PROCTOR Robert, Racial Hygiene: Medicine under the Nazis, Cambridge, Mass. Harvard University Press, 1988.
The Nazi Doctors and the Nuremberg Code: Human Rights in Human Experimentation, edited by Annas, George J. & Michael A. Grodin, New-York & Oxford, Oxford University Press, 1992.
*Etienne Lepicard est docteur en médecine, assistant au Département d’Histoire de la médecine et à l’Ecole de médecine de la Hadassah, Université hébraïque de Jérusalem. [Texte traduit de l’anglais par C. Le Paire].
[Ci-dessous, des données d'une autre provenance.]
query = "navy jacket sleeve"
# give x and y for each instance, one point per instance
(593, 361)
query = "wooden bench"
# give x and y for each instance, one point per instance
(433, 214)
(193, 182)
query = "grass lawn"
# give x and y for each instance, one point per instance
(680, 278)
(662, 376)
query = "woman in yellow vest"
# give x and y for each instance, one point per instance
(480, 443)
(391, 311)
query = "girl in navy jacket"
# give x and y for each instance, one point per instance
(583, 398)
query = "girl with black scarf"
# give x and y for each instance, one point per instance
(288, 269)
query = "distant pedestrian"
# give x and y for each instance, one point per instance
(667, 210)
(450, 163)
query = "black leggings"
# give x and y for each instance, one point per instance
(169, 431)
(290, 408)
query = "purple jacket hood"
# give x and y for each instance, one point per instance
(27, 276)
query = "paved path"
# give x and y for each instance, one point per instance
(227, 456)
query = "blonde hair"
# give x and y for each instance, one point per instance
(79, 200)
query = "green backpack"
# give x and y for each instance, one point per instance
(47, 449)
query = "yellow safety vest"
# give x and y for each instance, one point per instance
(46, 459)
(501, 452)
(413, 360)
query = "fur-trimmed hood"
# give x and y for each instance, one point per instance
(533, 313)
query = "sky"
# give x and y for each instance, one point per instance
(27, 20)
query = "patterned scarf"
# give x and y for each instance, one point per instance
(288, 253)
1. Sur les précédentes tentatives concernant l’adoption de la loi sur la stérilisation dans l’Allemagne de Weimar, voir WEINDLING (1989) pp. 388-393 et 450-457. La principale différence entre la loi en préparation et la loi définitive mise en oeuvre par les Nazis tient au passage d’un texte axé sur la stérilisation volontaire au principe de la stérilisation forcée. En mai 1933, la stérilisation était légalisée par une disposition du code pénal révisé aux termes de laquelle elle ne constituait plus un délit, cf. WEINDLING (1989), p. 523. Le 2 juin 1933, Wilhelm Frick, ministre de l’Intérieur du Reich, annonçait la formation d’un comité d’experts sur les questions de politique démographique et raciale (Sachverständigen-Beirat für Bevölkerungsfragen und Rassenpolitik), cf. PROCTOR (1988) p.95. Voir également J. NOAKES, «Nazism And Eugenics: the Background to the Nazi Sterilisation Law of 14 July 1933», Ideas into Politics: Aspects of European History, 1880-1950 (eds R.J.Bullen, H. Pogge von Strandmann & A.B. Polonsky, Totowa, N.J. & Londres, 1984), p. 75-84.
2. WEINDLING (1989) 530-532; PROCTOR (1992) 23.
3. cf. PROCTOR (1988) 177-194; WEINDLING (1989) 393-398 & 541-551.
4. Sur l’aspect traditionnel de l’éthique médicale d’après-guerre, voir par exemple George WEISZ, «The Origins of Medical Ethics in France: the International Congress of Morale médicale of 1955», dans Social Science Perspectives on Medical Ethics (ed. George Weisz), Philadelphie, University of Pennsylvania Press, 1991.
5. KATZ in Annas & Grodin (1992) 231, 235.